Enxergando o futebol sob a ótica de seu ofício, o fazer histórico, Hilário Franco Júnior estabelece que não se pode analisar a prática futebolística fora de seu contexto, como uma manifestação cultural a-histórica. Ao contrário, devemos examinar o futebol tendo em mente que ele influencia e é influenciado por seu contexto, sem enxergar, contudo, essa relação de forma mecânica, o futebol como um reflexo puro e simples do seu tempo. Essa é a prerrogativa central do livro, especialmente expressa na primeira parte, “Futebol, micro-história do mundo contemporâneo”; uma troca de passes entre as transformações no mundo histórico e futebolístico. Na segunda parte, mais teórica que a primeira, o historiador ensaia algumas metáforas futebolísticas do mundo contemporâneo, como a sociológica, a antropológica, a religiosa, a psicológica e a linguística. Nessa série, nos interessa, sobretudo, o que o autor escreve sobre o futebol como metáfora religiosa. É ela que conduzirá nossas reflexões nos próximos textos da série.
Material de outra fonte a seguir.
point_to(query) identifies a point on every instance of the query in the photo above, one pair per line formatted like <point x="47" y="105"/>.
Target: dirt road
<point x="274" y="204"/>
Então se ligue, “Porque mistério sempre há de pintar por aí”.
Nota
[1] Hilário Franco Júnior, medievalista e também dedica-se ao estudo da História Social do Futebol. Nessa área, possui dois livros publicados. O que estamos nos referindo neste texto (A dança dos deuses: futebol, cultura, sociedade) e Dando tratos à bola: ensaios sobre futebol, também pelo Grupo Companhia das Letras, de 2017.